En los lugares donde se ha levantado esta valla, se ha reducido considerablemente la actividad ilegal”, agrega, mientras a su espalda el vaivén de gente continúa, una actividad intensa, que deja al descubierto la interdependencia que existe entre estas naciones y la importancia del comercio bilateral, sea con verja o sin ella.
Montecristi
Cae el sol en la boca donde el río Masacre, que marca en varios puntos la línea divisoria entre Haití y República Dominicana en el norte de la isla de La Española, y la actividad en el paso informal de Manzanillo, en Pepillo Salcedo, se mantiene.
Desde el lado haitiano, una yola trae un grupo de personas que cruzó a Haití a predicar el Evangelio y se devuelve con la compañía de algunos haitianos que iban a comprar alguna cosa o a visitar familiares.
Los viajes de la yola, por los que se cobra entre 50 y 100 pesos dominicanos, van y vienen sin parar, mientras un militar dominicano, sentado en una silla plástica con su fusil al costado, no hace nada para evitarlo y no pide documento alguno a los que se mueven entre un lado y el otro de la frontera. “Esto es tranquilo. Esta gente que pasa por aquí va para la iglesia, a comprar, a visitar algún familiar, pero se regresan. Son gente buena”, afirma a Diario Libre, sin despegar la mirada de su aparato celular.
Toma menos de un minuto cruzar el cauce del Masacre para estar a un lado o al otro. Como ha sido usual en toda la frontera, no poca gente aquí prefiere no ser fotografiada o identificarse, aunque hay personas, como el comandante de una de las yolas, que no tuvo problemas en salir en las fotos, pero prefiere no decir su nombre a la hora de hablar con Diario Libre.
“Aquí pasa gente de un lado para otro hasta de noche. Hay gente que duerme en una de las orillas y se pasa al otro lado por la mañana. Viene mucha gente de Haití a trabajar, comprar y vender, pero son gente buena, aquí no hay problemas”, sostiene el navegante, a quien la idea de una verja no le causa gracia alguna.
“Si nos ponen una verja aquí, no tendremos modo de vida y esa gente se morirá de hambre. Yo soy dominicano y creo que esa no es la salida, porque los que quieren hacer cosas malas se las van a inventar siempre”, agrega.

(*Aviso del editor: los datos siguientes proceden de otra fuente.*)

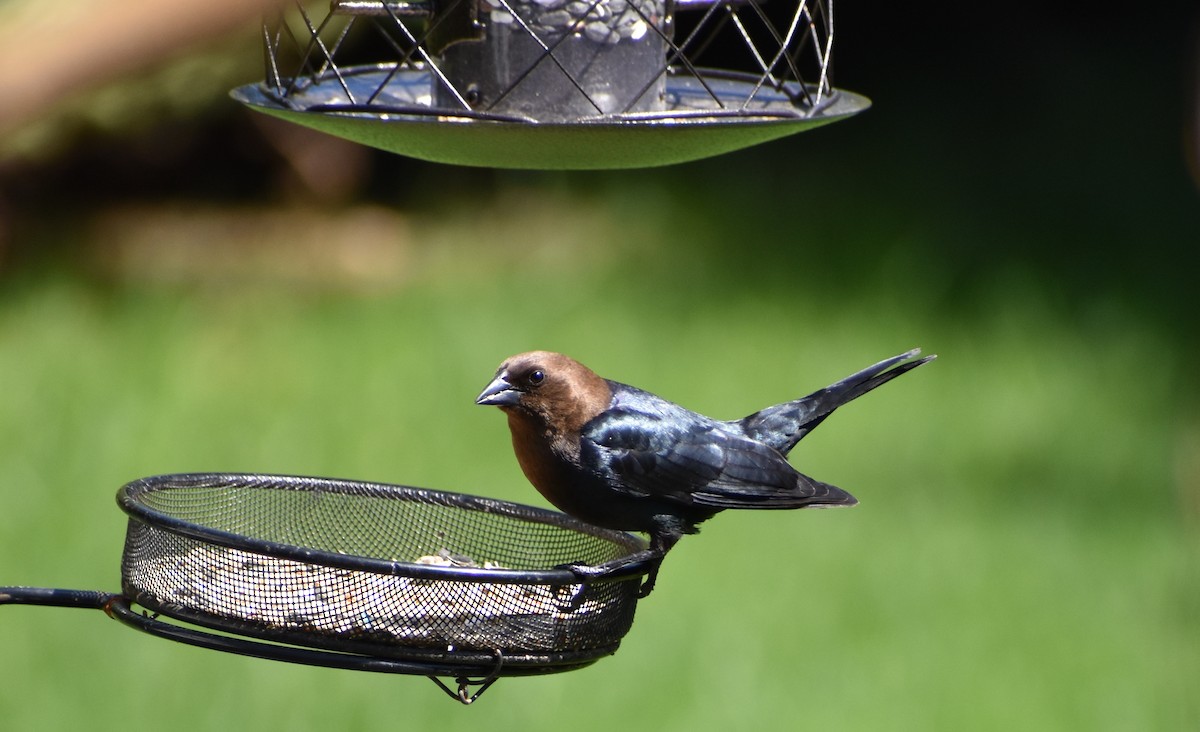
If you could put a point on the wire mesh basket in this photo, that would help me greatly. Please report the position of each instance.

Ivonne Baptiste es haitiana residente en Manzanillo desde hace 11 años y está casada con un pescador. Dice que ambos están legales en la República Dominicana y que sus hijos son dominicanos. Es líder de una congregación evangélica y diariamente cruza a Haití para llevar comida, ropa, predicar y traer personas a su iglesia en el lado dominicano. La idea de una verja divisoria no la hace feliz.

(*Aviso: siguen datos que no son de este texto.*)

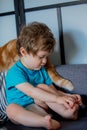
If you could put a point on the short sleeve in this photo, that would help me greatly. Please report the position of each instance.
(47, 78)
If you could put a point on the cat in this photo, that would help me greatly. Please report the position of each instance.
(8, 56)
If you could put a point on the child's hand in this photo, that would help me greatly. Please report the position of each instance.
(67, 101)
(76, 98)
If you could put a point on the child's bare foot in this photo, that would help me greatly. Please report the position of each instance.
(51, 124)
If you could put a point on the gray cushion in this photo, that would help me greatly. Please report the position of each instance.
(77, 74)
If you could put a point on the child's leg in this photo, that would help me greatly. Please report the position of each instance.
(66, 113)
(22, 116)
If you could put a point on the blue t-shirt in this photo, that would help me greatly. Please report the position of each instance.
(18, 74)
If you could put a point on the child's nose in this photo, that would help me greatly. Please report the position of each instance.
(44, 60)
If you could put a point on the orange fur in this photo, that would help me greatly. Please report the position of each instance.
(8, 56)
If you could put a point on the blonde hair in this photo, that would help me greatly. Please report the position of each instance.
(34, 37)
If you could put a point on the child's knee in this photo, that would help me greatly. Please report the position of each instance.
(11, 110)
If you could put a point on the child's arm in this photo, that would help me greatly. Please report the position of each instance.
(43, 95)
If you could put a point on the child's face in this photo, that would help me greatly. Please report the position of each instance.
(35, 62)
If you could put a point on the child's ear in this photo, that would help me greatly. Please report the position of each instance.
(23, 51)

“Me preocupa porque por este lugar pasa gente que tiene papeles o gente que viene a atenderse problemas de salud y se va. Hay gente que viene a vender algo y luego se va. Aquí no hay problemas con los haitianos, nos llevamos bien… En Haití la vida está muy dura, difícil, y ellos vienen temprano a vender algo, se llevan su comida para su familia y regresan a Haití”, manifiesta Baptiste.

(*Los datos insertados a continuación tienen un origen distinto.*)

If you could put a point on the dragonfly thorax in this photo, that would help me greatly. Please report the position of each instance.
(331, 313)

Mientras ella habla, el militar sigue en lo suyo y otra yola, a lo lejos, llena de paquetes y con tres personas abordo, cruza lentamente y se pierde en el manglar de las costas haitianas.
La pirámide 01, el mojón que inicia el conteo de los 380 kilómetros de frontera entre Haití y República Dominicana, está enclavada en la boca del río Masacre. Al atardecer, esta zona fronteriza es lo más parecida al paraíso y, al sentarse sobre el monolito de concreto que indica la división entre un mundo y otro, el panorama invita a la reflexión y a cuestionarse si un paisaje como este merece ser alterado con una verja divisoria.